Authorities responsible for information security
FICORA is responsible for monitoring compliance with the Act on the Protection of Privacy in Electronic Communications and other provisions and regulations adopted pursuant to the Act. These provisions concern for example the following matters:
- the processing of identification data
- the protection of communications and the decoding of such protection
- the information security of communications and identification data.
In Finland, several different authorities are responsible for our national obligations concerning information security.
The overall responsibility for international information security obligations lies with the Ministry for Foreign Affairs. It acts as the National Security Authority (NSA) which is responsible for:
- steering national activities;
- preparing international security agreements etc.;
- supervising and monitoring that international classified information is protected and handled appropriately.
The Ministry of Defence, the Finnish Security Intelligence Service and the Defence Command of the Finnish Defence Forces are so-called Designated Security Authorities (DSAs).
FICORA acts as a Designated Security Authority and a National Communications Security Authority (NCSA), specialising in information assurance matters relating to classified information that is transferred or handled in an electronic format.
The Data Protection Ombudsman is responsible for monitoring the processing of personal data. The Ombudsman monitors compliance with provisions on the following matters:
- the processing of location data
- telephone directories and other subscriber directories
- directory inquiries
- direct marketing
- the processing of employees' e-mail messages.
Issues concerning the confidentiality of communications and data traces left in a communications network fall within the powers of FICORA, while the Data Protection Ombudsman handles other matters related to the electronic processing of personal data.
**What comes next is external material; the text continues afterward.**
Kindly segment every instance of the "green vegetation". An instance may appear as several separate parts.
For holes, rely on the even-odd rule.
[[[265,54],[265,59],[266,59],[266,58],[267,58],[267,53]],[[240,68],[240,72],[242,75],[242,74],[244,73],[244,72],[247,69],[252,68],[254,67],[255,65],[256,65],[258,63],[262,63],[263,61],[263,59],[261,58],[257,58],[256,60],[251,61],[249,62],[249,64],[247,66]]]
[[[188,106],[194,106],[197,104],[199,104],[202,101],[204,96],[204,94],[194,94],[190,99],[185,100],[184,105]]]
The division of duties between the two authorities is not clear-cut, and they may negotiate and co-operate in individual cases.
FICORA does not handle individual cases concerning contracts and compensations between operators and their customers. These disputes fall within the remit of consumer protection authorities.
The Finnish Competition and Consumer Authority (FCCA) supervises the legal protection of consumers, ensuring, for example, that the marketing of communications services complies with the law and that contract terms are fair. FCCA negotiates with stakeholders operating in the field and develops for the industry guidelines on compliance with provisions. It also gives consumers guidance and advice on billing problems and on changes in the terms and conditions of contracts. FCCA does not handle individual disputes.
Consumers can report to the Authority issues like the following:
- inappropriate marketing
- unfair contract terms
- invoicing errors
- poor customer service.
Consumer advisors and the Consumer Disputes Board handle disputes between consumers and companies. If you are unable to settle a matter with your operator, contact first the consumer advisory services. Consumer advisors give personal assistance and mediate in disputes. The Consumer Disputes Board handles disputes between consumers and companies and issues recommendations for resolving them.
When there is reason to suspect that a crime has been committed, the matter falls within the powers of the police. Data and communications offences include for example the following offences:
- secrecy offence
- message interception
- interference with communications
- computer break-in.
The above-mentioned offences are mainly complainant offences. This means that the police cannot begin investigations until the complainant, the injured party, reports the matter to the police and demands a punishment for the person who has committed the offence. A complainant is the party whose rights have been violated; for example, a person whose login details and passwords have been misused or a person or an organisation whose server the offender has used for obtaining unauthorised access rights.
MAPEL is not an authority but the self-regulatory body of telephone service providers. Its members represent the key interest groups of the telephone service market. MAPEL protects the interests of consumers on the telephone service market and establishes and maintains good conduct in the provision of telephone services. MAPEL can be contacted by anyone with questions about premium rate services. MAPEL handles complaints concerning the contents, marketing and billing of premium rate telephone and SMS services, issues decisions and recommendations on service production and marketing and is involved in international co-operation in protecting consumers' interests on the market for value-added services.